In case the video goes down, or if you're not at leisure to listen to the audio, this is a recurring bit, wherein Conan answers questions from the U.S. naturalization test on air.
Immigrants are normally required to pass the test, covering English and civics, in order to become citizens of the United States. Every once in a while, some politician will propose that passing the test should also be required as part of the voter registration process, in order to ensure that voters have at least a bare minimum understanding of how America's government works, before they start casting votes that would affect how the country is run. The reality, however, is that we are such a politically agnostic society overall that, if quizzed on civics, the average American on the street would likely stand no chance whatsoever.
Rather than actually quizzing people on the street to show just how unqualified they are to vote (since that's already a bit on another show), Conan, on this recurring sketch, instead volunteers himself, with mock American bravado, to take a version of the test, which actually turns out to be mostly a series of joke questions focusing on the sorts of dumb information that more accurately reflect the average American's low-minded concerns and knowledge.
From the most recent installment, here's the titular joke:
Question: What's the best game console?
Conan: Xbox 360.
Question: And what's the worst?
Conan: The Anderson Cooper 360.
If you didn't get that punchline, Anderson Cooper 360° is the title of popular broadcast journalist Anderson Cooper's television news show on CNN. But don't worry; I don't think most people know what that is. What's funnier by far (and also depressing) is the reaction Conan got, probably unintentionally, with the first part of the joke—the setup.
Up to that point, the audience had laughingly applauded every joke answer Conan had given. But when he, without hesitation, answered that the Xbox 360 was the best game console, there was, instead of laughter, only a hushed murmur (well, and one guy offering a "Woo!"), as though Conan had said something terribly controversial, and people were perturbed and uneasy about sticking their own necks out to applaud, lest they be perceived as taking any kind of position on his position. Yes, of all questions, this—the video game question (which, as it turned out, was just the setup to a well-received zinger at Anderson Cooper's expense)—was the one that proved a little too real for the live audience.
The rule of thumb to be generally observed, when you're in polite society and not interested in getting into a debate, is to stay off any topics that would have the potential to agitate, namely politics and religion (and I would usually add team sports to that list). On Conan, however, politics is regularly fodder for his monologue, and he's not afraid to poke fun at religious fundamentalism either, always to the audience's delight. But here we see that there is one topic that is perhaps even more sensitive: the console war.
Even ignoring the fact (since I'm not convinced the writers actually put that much thought into it) that, given the theme of the segment, the Microsoft Xbox 360 is the properly patriotic answer (Sony and Nintendo both being Japanese), Conan has made it pretty clear already, with his "Clueless Gamer" segment, that he doesn't really play, like, or know much about video games, so we can safely assume that he doesn't mean it when he says the 360 is the best. But it doesn't really matter whether he means it or not; the audience's conditioned reflexive unease at his words has been nakedly captured on film.

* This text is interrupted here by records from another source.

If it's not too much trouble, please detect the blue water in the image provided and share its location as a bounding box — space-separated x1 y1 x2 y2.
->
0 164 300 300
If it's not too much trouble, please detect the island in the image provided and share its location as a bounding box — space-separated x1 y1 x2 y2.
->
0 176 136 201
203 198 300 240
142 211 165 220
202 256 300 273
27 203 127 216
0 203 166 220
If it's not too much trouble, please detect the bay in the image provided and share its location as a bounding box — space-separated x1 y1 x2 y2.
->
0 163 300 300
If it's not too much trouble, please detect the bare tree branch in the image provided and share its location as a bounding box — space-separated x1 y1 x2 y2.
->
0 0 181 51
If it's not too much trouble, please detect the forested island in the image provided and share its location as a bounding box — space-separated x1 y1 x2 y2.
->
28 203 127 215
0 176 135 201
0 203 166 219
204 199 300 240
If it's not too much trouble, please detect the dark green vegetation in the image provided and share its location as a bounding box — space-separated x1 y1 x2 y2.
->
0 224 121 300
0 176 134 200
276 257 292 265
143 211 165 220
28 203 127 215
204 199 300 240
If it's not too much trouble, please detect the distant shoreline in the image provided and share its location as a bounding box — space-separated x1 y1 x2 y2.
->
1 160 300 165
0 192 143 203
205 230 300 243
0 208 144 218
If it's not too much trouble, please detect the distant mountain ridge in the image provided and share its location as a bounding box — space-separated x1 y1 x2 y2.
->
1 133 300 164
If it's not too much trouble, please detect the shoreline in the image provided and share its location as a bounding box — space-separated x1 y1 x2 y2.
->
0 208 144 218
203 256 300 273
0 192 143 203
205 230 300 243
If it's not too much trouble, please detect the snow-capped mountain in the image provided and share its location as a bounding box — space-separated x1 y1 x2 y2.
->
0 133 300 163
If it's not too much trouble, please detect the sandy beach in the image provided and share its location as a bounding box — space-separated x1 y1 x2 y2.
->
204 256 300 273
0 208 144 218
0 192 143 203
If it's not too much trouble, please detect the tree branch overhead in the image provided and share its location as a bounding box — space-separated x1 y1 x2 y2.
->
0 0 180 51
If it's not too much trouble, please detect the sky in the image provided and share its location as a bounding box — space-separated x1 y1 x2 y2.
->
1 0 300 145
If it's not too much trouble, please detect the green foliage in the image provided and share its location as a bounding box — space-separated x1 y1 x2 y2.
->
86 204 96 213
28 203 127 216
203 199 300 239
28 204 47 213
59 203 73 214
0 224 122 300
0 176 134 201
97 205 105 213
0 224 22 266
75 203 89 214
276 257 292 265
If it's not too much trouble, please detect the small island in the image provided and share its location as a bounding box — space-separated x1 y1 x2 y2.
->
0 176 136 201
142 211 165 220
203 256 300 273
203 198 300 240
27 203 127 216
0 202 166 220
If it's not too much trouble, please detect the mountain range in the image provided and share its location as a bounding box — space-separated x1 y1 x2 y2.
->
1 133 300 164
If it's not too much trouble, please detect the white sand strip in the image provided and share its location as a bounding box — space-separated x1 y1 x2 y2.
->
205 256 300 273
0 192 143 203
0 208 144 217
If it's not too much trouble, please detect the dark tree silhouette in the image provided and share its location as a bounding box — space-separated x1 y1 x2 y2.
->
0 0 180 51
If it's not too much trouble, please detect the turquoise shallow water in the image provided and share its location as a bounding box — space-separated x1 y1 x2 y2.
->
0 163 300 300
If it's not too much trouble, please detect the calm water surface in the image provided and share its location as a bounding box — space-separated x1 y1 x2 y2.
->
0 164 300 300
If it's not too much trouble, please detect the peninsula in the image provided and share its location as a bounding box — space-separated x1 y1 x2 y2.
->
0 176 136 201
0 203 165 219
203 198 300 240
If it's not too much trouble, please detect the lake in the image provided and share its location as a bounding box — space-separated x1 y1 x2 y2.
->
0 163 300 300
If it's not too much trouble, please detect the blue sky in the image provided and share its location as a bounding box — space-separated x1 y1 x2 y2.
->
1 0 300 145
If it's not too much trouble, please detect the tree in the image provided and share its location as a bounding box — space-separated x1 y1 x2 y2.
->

We are now at the point in the life of this debate when, whether we have a position ourselves, we are, most of us, not actively engaged in the console war, but rather try to steer clear of it altogether, because we've seen how ugly it can get—seriously, random guys at GameStop will fight you over your game console preference—and it's simply not safe to take a stand either way. It's the same kind of nervousness that usually accompanies workplace talk of politics or religion, only, I dare say, people these days are even more passionate (and, therefore, protective) about their positions on video games than about their political or religious affiliations. In fact, having been among folks who are highly politically active, as well as folks who are deeply religious (and that's two different groups I'm talking about), I can say that, out of all the circles I've personally observed, no other is as defensive, and militantly so, as the hardcore video game enthusiasts.
This is why, as often as politicians and the mainstream media try to come after video games and scapegoat it for everything wrong with this country, I really do not see them ever prevailing. I don't know why exactly, nor whether it's a good thing, but, fact is, nobody riles up and rallies for its interests harder than the gaming community.